Plus de ces maisons en bois aux étages en saillie des XIII, XIV et XVème siècles plus de ces maisons du XVI siècle aux poteaux recouverts des riches arabesques de la Renaissance; presque plus même de ces maisons en briques mosaïquées qui caractérisent encore quelques villes du centre de la France et qui étaient si nombreuses à Moulins.
Là, comme partout, la mode, le préjugé plus que la nécessité ont détruit ces spécimens des âges passés, sans respect pour les souvenirs historiques, les traditions de famille et l'étude des arts. Là, plus qu'ailleurs peut-être, tel propriétaire a fait et fait encore reconstruire, ou tout au moins replâtrer ou badigeonner son logis, uniquement par mépris et par haine des formes anciennes et pour avoir une maison bien blanche. Moulins est donc aujourd'hui une ville toute moderne ; elle s'est agrandie de ses vastes faubourgs, qui y sont maintenant réunis. De belles et riantes promenades ont remplacé les fossés et les esplanades les maisons se sont alignées, les rues ont plus de largeur et se décorent chaque jour d'élégantes boutiques ; les places sont plus nombreuses et plus régulières. » Son cathédrale Notre-Dame est un monument historique, dont le style appartient à la troisième période ogivale. Commencée en 1468, elle n'a été achevée que de nos jours ; elle se fait remarquer par la légèreté de ses proportions les figures des gargouilles sont d'un fantastique assez curieux les vitraux du chœur sont fort beaux. Les autres monuments de Moulins ne présentent rien de remarquable.
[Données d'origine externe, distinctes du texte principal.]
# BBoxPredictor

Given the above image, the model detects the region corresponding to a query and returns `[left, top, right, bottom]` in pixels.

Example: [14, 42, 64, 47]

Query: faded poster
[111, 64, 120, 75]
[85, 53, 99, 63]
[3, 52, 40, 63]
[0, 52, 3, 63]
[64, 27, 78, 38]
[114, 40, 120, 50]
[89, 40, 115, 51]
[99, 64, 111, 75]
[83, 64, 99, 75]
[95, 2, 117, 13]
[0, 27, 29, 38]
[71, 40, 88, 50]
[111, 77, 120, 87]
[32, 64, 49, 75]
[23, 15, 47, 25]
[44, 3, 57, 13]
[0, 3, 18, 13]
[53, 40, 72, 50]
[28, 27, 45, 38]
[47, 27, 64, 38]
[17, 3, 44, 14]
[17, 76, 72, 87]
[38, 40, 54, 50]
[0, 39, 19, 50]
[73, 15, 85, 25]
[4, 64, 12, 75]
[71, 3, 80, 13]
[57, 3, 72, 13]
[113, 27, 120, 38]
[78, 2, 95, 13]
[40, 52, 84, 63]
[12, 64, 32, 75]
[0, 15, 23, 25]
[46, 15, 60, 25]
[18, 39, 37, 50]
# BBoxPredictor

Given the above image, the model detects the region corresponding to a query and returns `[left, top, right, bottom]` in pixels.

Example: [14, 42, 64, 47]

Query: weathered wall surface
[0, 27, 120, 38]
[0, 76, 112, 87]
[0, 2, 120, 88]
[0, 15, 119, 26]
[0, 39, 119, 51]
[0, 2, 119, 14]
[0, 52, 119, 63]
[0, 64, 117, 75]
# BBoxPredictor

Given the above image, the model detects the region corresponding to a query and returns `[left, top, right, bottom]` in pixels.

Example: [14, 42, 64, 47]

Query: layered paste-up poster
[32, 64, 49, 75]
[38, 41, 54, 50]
Nous devons cependant mentionner la chapelle du Lycée (XVIIème siècle), renfermant le magnifique mausolée du duc Henri II de Montmorency, sculpté par Coustou, Regnaudin, Thibaut, Poipant et François Anguier ; la tour dite de l'Horloge. Cette tour, qui date du XVIème siècle, est carrée, haute de 30 mètres environ et surmontée d'une horloge et de cloches où les heures sont frappées par quatre statuettes d'un homme, d'une femme et de deux enfants, qu'on nomme la gamille Jacquemart. Le faîte de cette tour était jadis orné d'une couronne royale avec des fleurs de lis dorées. Elle fut détruite pendant la Révolution. Il ne reste du château qu'une tour carrée dite la Mal-Coiffée, qui sert de prison. Le château avait été détruit en partie par un incendie au siècle dernier. Moulins possède un très beau pont de treize arches sur l'Allier.